This is the third assignment for the Data Analysis Capstone from Data Analysis and Interpretation course ministered by Wesleyan University. You can see all the previous content here.
In this assignment, we have to talk about the results obtained in the research.
Results
Descriptive Statistics
Table 1 shows descriptive statistics for the quantitative data analytic variables. The average of the response variable, tuberculosis treatment success rate, was 78.29%, with a minimum success rate of 0% and a maximum of 100%.

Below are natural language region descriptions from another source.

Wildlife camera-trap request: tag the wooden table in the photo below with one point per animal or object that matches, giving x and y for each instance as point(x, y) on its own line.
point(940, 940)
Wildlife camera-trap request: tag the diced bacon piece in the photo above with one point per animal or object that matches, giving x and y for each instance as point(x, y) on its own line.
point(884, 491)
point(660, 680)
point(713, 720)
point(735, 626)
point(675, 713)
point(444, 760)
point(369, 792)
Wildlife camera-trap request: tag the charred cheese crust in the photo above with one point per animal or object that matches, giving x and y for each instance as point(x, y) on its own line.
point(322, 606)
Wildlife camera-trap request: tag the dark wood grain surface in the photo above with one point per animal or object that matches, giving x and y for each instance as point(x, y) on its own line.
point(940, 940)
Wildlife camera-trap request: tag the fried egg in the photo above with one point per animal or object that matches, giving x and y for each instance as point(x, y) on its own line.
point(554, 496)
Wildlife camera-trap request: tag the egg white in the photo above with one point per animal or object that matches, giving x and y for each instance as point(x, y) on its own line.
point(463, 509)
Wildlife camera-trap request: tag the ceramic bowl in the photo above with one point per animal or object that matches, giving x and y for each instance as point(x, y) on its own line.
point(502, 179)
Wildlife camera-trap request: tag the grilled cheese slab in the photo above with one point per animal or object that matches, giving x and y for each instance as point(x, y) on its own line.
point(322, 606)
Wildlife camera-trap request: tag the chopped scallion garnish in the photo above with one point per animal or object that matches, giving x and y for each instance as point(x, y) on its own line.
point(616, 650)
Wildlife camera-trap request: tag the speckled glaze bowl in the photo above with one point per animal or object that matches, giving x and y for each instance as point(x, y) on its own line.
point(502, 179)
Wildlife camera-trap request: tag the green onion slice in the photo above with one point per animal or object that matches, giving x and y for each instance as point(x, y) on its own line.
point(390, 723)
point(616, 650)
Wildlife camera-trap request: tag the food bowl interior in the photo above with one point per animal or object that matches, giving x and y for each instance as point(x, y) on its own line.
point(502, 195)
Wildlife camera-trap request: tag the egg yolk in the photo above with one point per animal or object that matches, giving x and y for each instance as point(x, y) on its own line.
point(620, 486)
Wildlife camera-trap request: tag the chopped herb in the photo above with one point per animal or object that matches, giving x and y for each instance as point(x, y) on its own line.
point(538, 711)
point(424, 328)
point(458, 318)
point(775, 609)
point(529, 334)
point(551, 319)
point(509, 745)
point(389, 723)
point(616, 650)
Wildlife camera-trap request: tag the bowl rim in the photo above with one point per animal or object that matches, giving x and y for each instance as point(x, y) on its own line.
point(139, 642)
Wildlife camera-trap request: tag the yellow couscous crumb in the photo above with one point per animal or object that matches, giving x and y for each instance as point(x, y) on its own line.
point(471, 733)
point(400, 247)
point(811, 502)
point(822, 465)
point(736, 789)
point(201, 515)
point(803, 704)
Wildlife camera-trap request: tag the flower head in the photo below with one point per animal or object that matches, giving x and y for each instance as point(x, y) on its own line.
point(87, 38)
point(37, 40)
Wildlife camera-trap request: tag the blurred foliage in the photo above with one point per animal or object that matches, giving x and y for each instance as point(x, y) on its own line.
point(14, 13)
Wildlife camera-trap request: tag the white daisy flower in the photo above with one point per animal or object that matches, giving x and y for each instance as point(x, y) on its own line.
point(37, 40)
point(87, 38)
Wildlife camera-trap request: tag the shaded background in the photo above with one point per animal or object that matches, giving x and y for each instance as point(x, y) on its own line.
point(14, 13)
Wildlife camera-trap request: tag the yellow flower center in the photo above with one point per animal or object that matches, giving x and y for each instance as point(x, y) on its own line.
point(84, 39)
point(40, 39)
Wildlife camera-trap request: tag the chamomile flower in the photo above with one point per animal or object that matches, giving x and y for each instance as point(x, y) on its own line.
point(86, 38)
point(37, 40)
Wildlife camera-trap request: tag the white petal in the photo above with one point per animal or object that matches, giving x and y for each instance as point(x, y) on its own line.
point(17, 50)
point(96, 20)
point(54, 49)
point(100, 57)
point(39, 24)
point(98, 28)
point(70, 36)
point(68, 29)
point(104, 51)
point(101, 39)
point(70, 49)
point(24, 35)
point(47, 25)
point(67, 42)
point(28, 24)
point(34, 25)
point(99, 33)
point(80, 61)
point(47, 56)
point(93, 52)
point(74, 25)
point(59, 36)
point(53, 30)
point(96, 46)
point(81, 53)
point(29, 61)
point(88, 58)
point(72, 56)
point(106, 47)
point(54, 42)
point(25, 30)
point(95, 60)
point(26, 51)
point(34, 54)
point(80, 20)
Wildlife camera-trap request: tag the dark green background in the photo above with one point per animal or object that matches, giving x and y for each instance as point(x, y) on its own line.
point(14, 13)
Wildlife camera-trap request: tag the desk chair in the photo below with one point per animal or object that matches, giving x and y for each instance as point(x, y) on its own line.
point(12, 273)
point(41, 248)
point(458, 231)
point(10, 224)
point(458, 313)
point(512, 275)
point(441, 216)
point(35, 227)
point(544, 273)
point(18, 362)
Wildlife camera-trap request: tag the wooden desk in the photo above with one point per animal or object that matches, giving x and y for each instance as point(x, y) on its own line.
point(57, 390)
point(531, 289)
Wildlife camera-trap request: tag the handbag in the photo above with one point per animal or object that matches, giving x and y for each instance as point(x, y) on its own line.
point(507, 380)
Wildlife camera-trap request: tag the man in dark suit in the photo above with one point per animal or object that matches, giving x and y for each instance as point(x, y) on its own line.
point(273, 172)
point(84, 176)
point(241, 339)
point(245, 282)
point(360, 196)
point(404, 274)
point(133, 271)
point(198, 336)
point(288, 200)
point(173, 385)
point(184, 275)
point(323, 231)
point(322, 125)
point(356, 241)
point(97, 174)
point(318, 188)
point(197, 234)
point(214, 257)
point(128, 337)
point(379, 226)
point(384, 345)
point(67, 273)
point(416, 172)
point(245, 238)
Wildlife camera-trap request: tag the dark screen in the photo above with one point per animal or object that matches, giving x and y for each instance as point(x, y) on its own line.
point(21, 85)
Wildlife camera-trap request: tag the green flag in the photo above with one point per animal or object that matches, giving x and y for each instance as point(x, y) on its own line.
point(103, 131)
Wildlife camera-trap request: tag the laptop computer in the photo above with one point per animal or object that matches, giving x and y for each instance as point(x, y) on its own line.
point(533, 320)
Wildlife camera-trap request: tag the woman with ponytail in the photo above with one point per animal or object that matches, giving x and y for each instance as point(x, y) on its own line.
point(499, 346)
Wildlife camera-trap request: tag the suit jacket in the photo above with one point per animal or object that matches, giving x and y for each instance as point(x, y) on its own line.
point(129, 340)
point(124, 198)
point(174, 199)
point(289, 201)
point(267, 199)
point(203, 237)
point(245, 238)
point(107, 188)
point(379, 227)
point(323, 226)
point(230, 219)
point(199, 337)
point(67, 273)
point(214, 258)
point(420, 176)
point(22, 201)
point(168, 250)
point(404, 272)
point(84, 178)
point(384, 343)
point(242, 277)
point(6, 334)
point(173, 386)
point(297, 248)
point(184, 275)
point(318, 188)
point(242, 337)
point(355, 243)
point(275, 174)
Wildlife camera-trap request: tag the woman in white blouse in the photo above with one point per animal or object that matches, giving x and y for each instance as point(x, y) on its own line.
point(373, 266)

Analysis Variable | N | Mean | Std Dev | Minimun | Maximum |
---|---|---|---|---|---|
Air Quality | 109 | 78.97 | 18.73 | 14.30 | 100.00 |
Water and Sanitation access | 109 | 55.56 | 33.05 | 2.88 | 100.00 |
GDP PPP share of world total | 109 | 0.81 | 2.44 | 0.00 | 19.57 |
Health expenditure per capita | 109 | 1424.78 | 1626.97 | 34.81 | 8845.18 |
Smoking prevalence females | 109 | 11.57 | 10.22 | 0.40 | 39.80 |
Smoking prevalence males | 109 | 34.44 | 12.83 | 8.90 | 71.80 |
TB case detection rate | 109 | 75.28 | 17.89 | 16.00 | 120.00 |
Incidence of TB | 109 | 128.83 | 195.29 | 1.60 | 1042.00 |
TB treatment success rate | 109 | 78.29 | 15.64 | 0.00 | 100.00 |
Business impact of TB | 109 | 5.24 | 1.05 | 2.27 | 6.84 |
Bivariate Analysis
Scatter plots for the association between the tuberculosis success rate response variable and quantitative predictors (Figure 1) revealed that only the variables GDP PPP share of the world total, Smoking prevalence males and Incidence of Tuberculosis increased when the tuberculosis treatment had a greater success rate. However, the other variables decreased when the success treatment rate had a great value.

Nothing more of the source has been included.